Галя покрутилась в городе с месяц после диплома, ничего не нашла для себя подходящего, поговорила за это время пару раз с Фуадом, один раз решительно, и окончательно уехала домой к родителям, там и стены помогают, правда ведь. Ну, не нравился он ей и все, и ничего поделать было нельзя. «Ну, не нравится он мне», – заявила она Генаше и Глебу на отвальной. Глебу она, женщина с личной большой красотой, чуть ли не напрямую сказала: «А почему ты не ухаживаешь за мной, Глебко, никогда». Тот выпил бокал какого-то смешанного пойла, помолчал и сказал ей при всех: «Ну, не нравишься ты мне, ничего поделать нельзя». Галя обиделась смертельно, она была гордая очень. Красавица, но гордая. Уехала не попрощавшись. И ни ответа, ни привета. Фуад даже нельзя сказать, что расстроен, он буквально развалился, почернел. «Ты выпей, Федя, стакан, должно помочь», – говорил ему Генаша.
Галя все приглядывалась к ребятам, приглядывалась.
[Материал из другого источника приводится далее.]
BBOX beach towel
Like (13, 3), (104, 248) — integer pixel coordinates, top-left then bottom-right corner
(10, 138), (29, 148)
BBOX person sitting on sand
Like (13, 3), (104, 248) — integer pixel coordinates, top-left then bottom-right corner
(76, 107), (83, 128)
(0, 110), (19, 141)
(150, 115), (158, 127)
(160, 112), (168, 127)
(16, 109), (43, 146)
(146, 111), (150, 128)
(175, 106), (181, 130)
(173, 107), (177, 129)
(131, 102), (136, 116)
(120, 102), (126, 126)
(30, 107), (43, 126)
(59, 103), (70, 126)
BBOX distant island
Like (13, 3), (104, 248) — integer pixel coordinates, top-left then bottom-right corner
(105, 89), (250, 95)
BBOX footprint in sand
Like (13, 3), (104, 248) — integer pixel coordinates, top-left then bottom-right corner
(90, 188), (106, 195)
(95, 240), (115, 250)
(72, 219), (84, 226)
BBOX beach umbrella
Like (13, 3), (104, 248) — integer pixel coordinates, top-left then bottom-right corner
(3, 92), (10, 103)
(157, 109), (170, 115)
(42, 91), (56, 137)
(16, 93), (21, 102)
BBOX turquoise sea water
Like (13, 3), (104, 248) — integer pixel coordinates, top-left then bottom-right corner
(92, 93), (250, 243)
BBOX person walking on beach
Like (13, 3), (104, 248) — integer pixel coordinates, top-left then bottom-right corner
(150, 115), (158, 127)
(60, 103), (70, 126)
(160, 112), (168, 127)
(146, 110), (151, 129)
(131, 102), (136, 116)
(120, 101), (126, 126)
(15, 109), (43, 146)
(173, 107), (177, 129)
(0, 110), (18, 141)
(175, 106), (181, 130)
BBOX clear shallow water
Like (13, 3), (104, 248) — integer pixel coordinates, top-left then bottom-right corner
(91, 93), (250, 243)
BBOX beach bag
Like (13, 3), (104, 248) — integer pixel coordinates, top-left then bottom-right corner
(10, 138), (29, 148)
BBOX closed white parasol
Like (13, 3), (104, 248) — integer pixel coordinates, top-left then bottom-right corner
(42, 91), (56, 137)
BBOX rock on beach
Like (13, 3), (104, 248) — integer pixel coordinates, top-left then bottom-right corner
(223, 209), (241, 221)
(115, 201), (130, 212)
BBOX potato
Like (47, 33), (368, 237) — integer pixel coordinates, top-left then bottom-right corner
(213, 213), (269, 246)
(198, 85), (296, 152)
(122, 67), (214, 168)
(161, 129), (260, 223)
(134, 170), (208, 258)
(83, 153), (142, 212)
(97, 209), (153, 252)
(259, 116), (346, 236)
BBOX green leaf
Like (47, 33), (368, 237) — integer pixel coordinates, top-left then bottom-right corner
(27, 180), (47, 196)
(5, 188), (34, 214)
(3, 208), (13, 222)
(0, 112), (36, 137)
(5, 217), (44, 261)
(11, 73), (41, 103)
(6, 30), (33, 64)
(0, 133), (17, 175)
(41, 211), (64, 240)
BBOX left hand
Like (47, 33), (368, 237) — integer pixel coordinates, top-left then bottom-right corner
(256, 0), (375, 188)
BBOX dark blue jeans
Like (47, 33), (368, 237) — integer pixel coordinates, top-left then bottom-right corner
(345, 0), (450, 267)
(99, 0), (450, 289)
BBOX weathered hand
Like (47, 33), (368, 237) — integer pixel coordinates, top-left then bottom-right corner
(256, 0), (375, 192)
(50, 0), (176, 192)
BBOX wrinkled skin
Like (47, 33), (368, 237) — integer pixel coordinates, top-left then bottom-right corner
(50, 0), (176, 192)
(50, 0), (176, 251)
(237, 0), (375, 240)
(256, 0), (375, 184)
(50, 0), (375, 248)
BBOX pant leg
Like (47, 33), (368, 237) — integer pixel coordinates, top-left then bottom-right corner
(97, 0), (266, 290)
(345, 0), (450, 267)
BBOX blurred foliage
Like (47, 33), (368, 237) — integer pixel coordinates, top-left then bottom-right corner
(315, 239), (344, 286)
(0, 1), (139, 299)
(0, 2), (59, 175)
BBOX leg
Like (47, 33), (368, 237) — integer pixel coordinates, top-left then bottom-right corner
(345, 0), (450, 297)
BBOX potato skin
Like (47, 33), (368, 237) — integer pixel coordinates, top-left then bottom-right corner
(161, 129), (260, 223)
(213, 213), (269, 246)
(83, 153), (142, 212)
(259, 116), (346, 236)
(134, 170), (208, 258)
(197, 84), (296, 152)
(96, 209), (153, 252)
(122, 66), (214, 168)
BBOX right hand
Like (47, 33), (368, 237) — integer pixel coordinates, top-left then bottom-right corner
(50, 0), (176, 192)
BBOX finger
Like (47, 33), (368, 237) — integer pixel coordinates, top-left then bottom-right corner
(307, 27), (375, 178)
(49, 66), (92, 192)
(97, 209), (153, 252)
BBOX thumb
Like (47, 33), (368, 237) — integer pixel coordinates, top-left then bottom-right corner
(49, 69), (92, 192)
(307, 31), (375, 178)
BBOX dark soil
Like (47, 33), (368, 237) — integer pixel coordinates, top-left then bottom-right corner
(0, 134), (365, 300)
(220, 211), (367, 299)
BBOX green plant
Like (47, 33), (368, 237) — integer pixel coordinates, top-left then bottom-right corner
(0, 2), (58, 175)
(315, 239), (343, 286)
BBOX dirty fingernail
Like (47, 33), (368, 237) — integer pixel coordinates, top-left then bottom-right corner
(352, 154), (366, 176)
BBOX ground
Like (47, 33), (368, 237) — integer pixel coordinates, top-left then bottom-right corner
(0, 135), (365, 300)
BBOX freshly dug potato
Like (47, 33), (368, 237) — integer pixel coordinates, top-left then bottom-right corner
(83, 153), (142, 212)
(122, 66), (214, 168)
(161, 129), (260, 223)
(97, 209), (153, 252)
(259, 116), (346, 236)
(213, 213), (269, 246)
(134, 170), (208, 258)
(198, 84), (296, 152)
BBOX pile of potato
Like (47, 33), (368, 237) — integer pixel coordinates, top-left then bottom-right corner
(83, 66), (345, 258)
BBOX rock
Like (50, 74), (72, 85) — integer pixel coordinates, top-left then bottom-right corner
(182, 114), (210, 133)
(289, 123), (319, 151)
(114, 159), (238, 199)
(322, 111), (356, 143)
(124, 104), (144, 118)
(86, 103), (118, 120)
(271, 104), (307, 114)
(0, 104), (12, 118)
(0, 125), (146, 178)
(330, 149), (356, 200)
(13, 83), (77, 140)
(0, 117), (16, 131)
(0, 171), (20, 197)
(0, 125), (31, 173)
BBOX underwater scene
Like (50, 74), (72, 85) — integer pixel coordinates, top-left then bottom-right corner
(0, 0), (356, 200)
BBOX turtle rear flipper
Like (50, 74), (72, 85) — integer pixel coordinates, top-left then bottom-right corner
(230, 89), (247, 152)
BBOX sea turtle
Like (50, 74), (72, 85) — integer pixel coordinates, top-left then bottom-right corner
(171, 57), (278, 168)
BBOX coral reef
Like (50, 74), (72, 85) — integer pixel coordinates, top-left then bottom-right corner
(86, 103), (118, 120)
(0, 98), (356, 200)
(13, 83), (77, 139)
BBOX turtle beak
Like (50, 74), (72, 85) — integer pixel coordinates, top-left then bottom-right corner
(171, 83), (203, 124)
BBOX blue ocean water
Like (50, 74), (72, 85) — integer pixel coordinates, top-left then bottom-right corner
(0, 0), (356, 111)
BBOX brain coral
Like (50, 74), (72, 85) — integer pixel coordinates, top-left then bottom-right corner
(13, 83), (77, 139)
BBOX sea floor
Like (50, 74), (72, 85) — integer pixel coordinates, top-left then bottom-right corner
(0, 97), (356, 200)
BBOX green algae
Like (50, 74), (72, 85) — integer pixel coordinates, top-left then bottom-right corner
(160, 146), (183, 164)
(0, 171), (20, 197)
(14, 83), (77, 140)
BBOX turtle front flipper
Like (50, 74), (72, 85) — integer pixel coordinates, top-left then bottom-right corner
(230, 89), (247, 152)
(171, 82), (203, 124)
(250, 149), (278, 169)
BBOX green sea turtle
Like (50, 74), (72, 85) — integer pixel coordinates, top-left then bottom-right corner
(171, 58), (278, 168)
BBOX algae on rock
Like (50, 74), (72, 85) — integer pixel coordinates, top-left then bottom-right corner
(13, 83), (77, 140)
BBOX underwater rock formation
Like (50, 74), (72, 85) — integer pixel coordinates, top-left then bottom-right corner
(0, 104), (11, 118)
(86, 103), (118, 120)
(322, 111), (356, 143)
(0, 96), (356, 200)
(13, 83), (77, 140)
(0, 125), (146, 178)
Это длилось два-три курса. А гормоны зреют, набирают силу, не ждут. Она искала и выбирала. Глеб ей приглянулся не только по причине того, что отличник и атлет, земляк и весельчак, красавчик и сам по себе человек достойный. Еврей, конечно, но у Гали предрассудки не торжествовали, хотя и были. Нет, не только это. Однажды они все гуляли на 8 марта у Гали в доме, который она снимала с двумя подругами в Шувалове за трамвайным кольцом. Частный дом с садом, прочным частоколом, поленницей дров выше человеческого роста у почерневшей от сырости стены сарая, калиткой на щеколде, сугробами вдоль тропки к дому и прочее. Парни приехали с вином и едой, началась чистка картошки, поиски чугунка, приготовление винегрета. Выяснилось, что топор в доме есть, но топорище разгулялось, выпало – и колоть им дрова просто невозможно. «Мужской руки в доме нет», – вынесла приговор Галя безнадежным тоном. У нее не было излишнего оптимизма. Глеб подошел, повертел в руках топор, быстро выстрогал кухонным ножом три клинышка из щепы и укрепил лезвие на рукоятке.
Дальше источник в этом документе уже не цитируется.